Grey had no feelings here beyond the fact that life, even when faced with the huge full-stop that lay before him, kept on going; that he in his ripped clothes, Cori up on the bridge, the traffic powering past, and all the world around them were somehow still existing, were carrying on. That time could not be stopped, even by such an horrific ending as he now lay witness to, was the sum of his philosophy – at that moment he had no brighter or more optimistic thought than this.

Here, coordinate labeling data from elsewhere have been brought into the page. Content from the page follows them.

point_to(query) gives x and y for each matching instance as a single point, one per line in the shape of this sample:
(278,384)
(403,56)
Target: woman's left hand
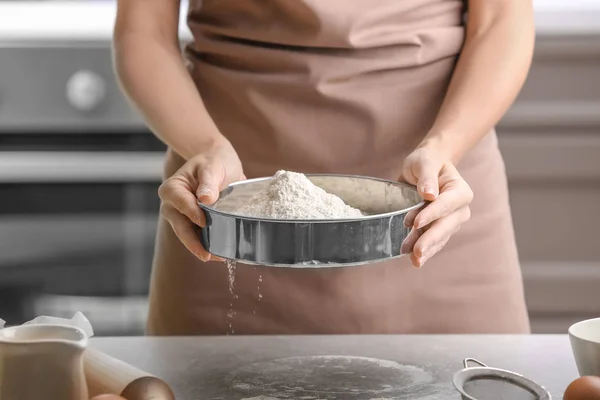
(449,195)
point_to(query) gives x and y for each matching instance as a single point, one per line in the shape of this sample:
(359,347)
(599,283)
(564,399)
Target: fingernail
(205,192)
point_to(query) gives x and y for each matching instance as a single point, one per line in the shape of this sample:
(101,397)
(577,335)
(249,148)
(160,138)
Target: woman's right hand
(201,178)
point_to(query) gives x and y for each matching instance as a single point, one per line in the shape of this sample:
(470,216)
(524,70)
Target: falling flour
(291,195)
(231,264)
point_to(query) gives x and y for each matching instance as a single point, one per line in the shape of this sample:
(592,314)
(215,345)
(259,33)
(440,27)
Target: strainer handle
(474,361)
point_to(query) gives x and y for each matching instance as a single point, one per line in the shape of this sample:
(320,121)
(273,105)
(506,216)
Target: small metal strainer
(486,383)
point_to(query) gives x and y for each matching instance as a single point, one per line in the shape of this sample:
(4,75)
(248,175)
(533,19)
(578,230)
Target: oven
(79,174)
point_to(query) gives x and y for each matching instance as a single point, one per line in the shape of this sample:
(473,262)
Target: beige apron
(341,86)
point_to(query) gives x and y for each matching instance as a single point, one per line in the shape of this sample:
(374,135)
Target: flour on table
(291,195)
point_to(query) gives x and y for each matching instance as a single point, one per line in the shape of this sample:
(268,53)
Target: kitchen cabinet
(550,139)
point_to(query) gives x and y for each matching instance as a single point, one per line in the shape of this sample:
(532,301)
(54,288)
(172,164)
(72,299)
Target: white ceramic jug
(39,362)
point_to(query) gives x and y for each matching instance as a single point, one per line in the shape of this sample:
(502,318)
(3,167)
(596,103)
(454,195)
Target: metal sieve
(377,236)
(487,383)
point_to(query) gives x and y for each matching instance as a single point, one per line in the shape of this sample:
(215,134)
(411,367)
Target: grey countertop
(338,367)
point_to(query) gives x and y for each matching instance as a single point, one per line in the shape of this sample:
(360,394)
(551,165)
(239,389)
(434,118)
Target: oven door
(78,218)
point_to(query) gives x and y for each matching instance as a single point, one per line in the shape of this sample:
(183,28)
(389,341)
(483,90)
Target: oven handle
(56,167)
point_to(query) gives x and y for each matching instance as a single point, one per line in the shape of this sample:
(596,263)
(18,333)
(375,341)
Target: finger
(184,230)
(426,172)
(451,199)
(210,180)
(432,241)
(177,194)
(409,243)
(409,219)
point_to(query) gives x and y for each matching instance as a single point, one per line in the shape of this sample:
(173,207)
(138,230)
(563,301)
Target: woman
(397,89)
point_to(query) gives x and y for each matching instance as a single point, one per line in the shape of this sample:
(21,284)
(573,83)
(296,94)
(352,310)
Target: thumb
(208,186)
(427,173)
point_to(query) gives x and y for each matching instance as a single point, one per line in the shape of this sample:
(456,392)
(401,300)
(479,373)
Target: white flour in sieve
(291,195)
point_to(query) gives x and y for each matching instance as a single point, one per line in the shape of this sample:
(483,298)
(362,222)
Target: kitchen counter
(237,368)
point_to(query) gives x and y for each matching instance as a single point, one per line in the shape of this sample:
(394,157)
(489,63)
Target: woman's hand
(201,178)
(449,196)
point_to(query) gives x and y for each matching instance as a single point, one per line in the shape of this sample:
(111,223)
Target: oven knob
(86,90)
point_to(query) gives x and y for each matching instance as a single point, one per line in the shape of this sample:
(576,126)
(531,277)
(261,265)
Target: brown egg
(108,397)
(584,388)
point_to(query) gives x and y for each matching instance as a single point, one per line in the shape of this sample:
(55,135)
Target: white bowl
(585,343)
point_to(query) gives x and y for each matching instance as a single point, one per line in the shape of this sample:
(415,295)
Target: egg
(584,388)
(108,397)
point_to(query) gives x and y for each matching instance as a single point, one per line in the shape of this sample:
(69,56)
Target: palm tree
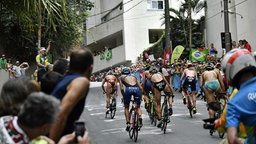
(27,10)
(192,6)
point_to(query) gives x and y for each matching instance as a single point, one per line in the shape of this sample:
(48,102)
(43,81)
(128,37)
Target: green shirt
(2,63)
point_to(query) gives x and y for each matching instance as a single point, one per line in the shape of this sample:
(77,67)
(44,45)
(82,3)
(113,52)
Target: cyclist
(111,88)
(239,67)
(158,84)
(211,83)
(190,75)
(132,87)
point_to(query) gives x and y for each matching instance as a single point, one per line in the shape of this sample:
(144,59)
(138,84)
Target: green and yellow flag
(198,54)
(102,56)
(178,50)
(108,54)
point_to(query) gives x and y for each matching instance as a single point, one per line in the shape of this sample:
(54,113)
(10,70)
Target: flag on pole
(178,50)
(198,54)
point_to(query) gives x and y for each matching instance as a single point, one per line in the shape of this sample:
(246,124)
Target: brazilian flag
(198,54)
(108,54)
(102,56)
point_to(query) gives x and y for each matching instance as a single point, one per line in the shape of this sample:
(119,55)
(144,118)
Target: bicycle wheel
(221,135)
(165,117)
(113,110)
(131,125)
(152,112)
(190,107)
(154,116)
(136,127)
(131,132)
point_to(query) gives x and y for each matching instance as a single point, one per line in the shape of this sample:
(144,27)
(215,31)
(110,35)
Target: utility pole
(167,25)
(226,24)
(190,24)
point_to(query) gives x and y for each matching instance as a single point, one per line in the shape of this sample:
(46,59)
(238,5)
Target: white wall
(137,22)
(240,28)
(118,55)
(246,27)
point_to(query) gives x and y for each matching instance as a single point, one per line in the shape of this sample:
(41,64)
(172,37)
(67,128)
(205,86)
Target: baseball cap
(42,49)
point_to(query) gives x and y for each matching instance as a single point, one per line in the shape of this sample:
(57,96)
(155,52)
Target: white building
(242,22)
(126,26)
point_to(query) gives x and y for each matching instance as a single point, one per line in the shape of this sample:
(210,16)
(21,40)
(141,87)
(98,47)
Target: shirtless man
(111,88)
(132,87)
(190,75)
(158,84)
(211,82)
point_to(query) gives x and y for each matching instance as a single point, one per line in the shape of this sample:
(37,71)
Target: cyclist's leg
(157,99)
(127,98)
(108,91)
(137,95)
(184,92)
(210,98)
(168,92)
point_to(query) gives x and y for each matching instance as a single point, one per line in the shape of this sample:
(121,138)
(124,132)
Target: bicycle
(190,105)
(218,107)
(165,113)
(152,109)
(112,107)
(134,119)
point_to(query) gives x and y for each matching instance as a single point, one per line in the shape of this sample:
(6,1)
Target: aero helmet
(209,66)
(126,70)
(189,64)
(236,61)
(153,69)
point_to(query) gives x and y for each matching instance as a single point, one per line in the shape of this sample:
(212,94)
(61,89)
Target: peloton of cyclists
(129,85)
(239,67)
(146,84)
(211,84)
(111,88)
(190,76)
(158,84)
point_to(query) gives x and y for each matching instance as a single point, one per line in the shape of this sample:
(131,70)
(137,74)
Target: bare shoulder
(80,82)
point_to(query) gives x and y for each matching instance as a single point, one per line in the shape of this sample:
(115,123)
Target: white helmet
(235,61)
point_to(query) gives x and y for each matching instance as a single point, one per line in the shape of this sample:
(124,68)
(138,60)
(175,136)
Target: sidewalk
(4,76)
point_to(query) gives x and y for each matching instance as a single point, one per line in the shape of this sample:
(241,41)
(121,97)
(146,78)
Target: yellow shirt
(221,123)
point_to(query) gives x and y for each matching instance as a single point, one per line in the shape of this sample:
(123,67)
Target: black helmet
(153,70)
(209,66)
(126,70)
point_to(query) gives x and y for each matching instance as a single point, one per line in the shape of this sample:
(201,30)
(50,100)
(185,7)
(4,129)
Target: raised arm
(76,90)
(102,85)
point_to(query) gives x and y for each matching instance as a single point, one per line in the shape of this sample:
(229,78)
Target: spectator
(72,91)
(240,44)
(49,81)
(41,61)
(61,66)
(3,62)
(13,94)
(234,45)
(35,118)
(247,45)
(23,67)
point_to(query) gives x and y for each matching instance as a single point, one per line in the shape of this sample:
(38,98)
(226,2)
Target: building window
(156,4)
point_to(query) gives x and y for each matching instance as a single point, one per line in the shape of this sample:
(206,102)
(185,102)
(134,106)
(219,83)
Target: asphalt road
(181,130)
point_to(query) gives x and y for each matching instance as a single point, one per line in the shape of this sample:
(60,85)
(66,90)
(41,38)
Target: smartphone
(79,129)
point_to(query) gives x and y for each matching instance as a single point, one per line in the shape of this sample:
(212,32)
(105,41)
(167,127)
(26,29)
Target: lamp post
(226,25)
(167,25)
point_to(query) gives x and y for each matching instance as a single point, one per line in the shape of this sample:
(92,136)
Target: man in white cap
(41,61)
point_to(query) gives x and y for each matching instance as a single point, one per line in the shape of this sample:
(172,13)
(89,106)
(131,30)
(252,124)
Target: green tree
(62,22)
(192,6)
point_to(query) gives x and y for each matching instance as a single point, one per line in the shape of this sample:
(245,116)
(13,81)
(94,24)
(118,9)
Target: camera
(79,129)
(209,126)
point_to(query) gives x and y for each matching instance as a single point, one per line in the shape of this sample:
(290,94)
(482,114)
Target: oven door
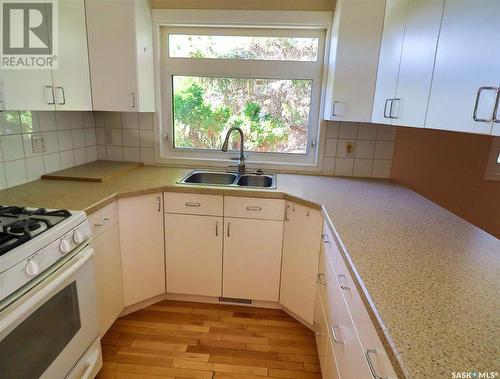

Humans could end themselves, even end each other, but could never end life. And so what option did that leave any of us who might think to try to do so, but to get back up, and feeling slightly silly for thinking we could ever face life down, go back to whatever we were doing before, resume our paths laid out, our habits encoded? Sometimes his bleakness shocked even himself.
Ignoring every letter of the police code, kneeling now beside the body, he got his suit jacket off and placed it over Thomas Long’s head and shoulders, just as the clouds broke and the real rain began.
‘I hope you were happy,’ he said, as the first fat drops fell to darken the jacket’s fabric.